Last month, Anaheim officials closed escrow on a three-acre parcel of vacant, undeveloped land on Carl Karcher Way, which is on the Fullerton border and one block north of La Palma Park, a regular hangout for the city’s homeless population.

In March, the Anaheim City Council authorized the $3 million dollar purchase from Carl’s Jr. Restaurants without referencing its intended use. However, Fullerton Mayor Doug Chaffee has since publicly pledged his support for Anaheim’s plan to develop the site as Orange County’s first permanent 24-hour homeless shelter.

Fullerton’s role in establishing a shelter at the new Anaheim site has yet to be defined, but Chaffee and Fullerton City Manager Joe Felz confirmed that this latest attempt to establish a shelter in North Orange County is a cooperative effort between the County of Orange, Anaheim and Fullerton.

“A partnership approach makes sense because the homeless don’t see a municipal boundary,” said Larry Haynes, executive director of Mercy House, the social service agency that operates a nighttime shelter from October to April at Fullerton’s National Guard Armory.

“This is not a case of one city ‘dumping’ its homeless population on its neighbor, because the two cities share the same population. It is a fluid population that splits time between Anaheim and Fullerton.”

Felz said Fullerton would likely contribute capital improvement funds to assist in acquiring and developing the site, and an official multijurisdictional agreement would be struck among the two cities and the county.

Under the current plan, Anaheim will own the land and facilities and lease it to Orange County, which will operate the shelter as a regional facility. This approach differs greatly from Orange County’s attempt in 2013 to purchase a vacant furniture store on S. State College Boulevard in Fullerton for a homeless shelter before consulting with Fullerton’s leaders.
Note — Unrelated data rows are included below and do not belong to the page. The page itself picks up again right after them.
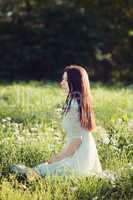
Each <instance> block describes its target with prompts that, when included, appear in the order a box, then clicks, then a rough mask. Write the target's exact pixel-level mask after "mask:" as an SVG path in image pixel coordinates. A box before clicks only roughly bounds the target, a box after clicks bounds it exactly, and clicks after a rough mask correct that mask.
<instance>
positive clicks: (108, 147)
mask: <svg viewBox="0 0 133 200" xmlns="http://www.w3.org/2000/svg"><path fill="white" fill-rule="evenodd" d="M92 95H93V100H94V109H95V115H96V122H97V130H96V131H95V132H94V133H93V135H94V137H95V140H96V143H97V148H98V152H99V157H100V160H101V163H102V167H103V169H104V170H111V171H114V172H116V173H117V174H119V178H118V179H117V180H115V181H114V182H112V181H111V180H104V179H99V178H96V177H82V178H81V177H80V178H77V179H76V178H73V179H67V180H66V182H64V180H65V179H62V178H61V177H56V179H52V177H50V178H49V179H47V180H45V179H42V180H41V181H40V182H39V183H32V184H31V185H29V187H28V188H26V189H25V190H24V188H23V187H21V185H20V184H19V183H17V182H16V180H12V179H7V178H6V176H5V177H3V176H2V177H1V194H0V195H1V196H0V198H1V199H6V200H7V199H15V200H16V199H20V200H22V199H93V200H94V199H95V200H96V199H114V200H115V199H122V200H123V199H126V200H127V199H131V195H132V192H133V191H132V187H133V181H132V174H133V173H132V169H133V165H132V164H133V160H132V158H133V156H132V155H133V137H132V136H133V112H132V111H133V103H132V102H133V92H132V89H131V88H128V87H127V88H124V87H115V86H113V87H106V86H104V85H100V84H92ZM65 99H66V93H65V92H64V91H62V90H61V88H60V86H59V83H51V82H47V83H44V82H37V81H31V82H28V83H26V82H20V83H15V82H14V83H13V84H10V85H2V84H1V85H0V171H1V172H3V171H4V172H5V174H8V167H9V165H10V164H12V163H20V162H21V163H24V164H26V165H27V166H31V167H33V166H35V165H37V164H39V163H41V162H45V161H47V160H48V159H49V158H50V157H51V155H52V154H56V153H58V152H59V151H60V150H61V149H62V147H63V145H64V144H65V141H66V139H67V137H66V136H67V134H66V132H65V130H64V129H63V127H62V124H61V120H62V119H61V108H62V106H63V104H64V101H65ZM23 190H24V191H25V192H24V193H23Z"/></svg>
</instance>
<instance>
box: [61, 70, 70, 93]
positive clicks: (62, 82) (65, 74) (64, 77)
mask: <svg viewBox="0 0 133 200" xmlns="http://www.w3.org/2000/svg"><path fill="white" fill-rule="evenodd" d="M60 85H61V88H62V89H64V90H65V92H67V93H68V92H69V86H68V81H67V72H64V74H63V76H62V81H61V82H60Z"/></svg>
That deal began to unravel in March 2013, when County Supervisor Shawn Nelson sponsored a community information meeting at the Fullerton Library where nearby residents shouted their concerns that a homeless shelter would hurt property values and parents decried the location because it would have placed children in close proximity to people with mental health issues and criminal backgrounds.

This time around, Anaheim is acquiring the land directly, and the city’s ownership of the site will give it control over how the facilities are developed and how surrounding land uses are impacted.

In an interview, Chaffee said the Anaheim location is better suited for housing 200 homeless adults because the site is not directly adjacent to schools or housing, his reasons for rejecting the Fullerton site in 2013. He also emphasized that three acres of open land offers an opportunity to construct a new facility with space for mental health and social service offices and a police substation.

“The need for a shelter is urgent,” he said. “We are at the start of a quickly-moving process.”

Elizabeth Hansburg is a Fullerton-based freelance writer.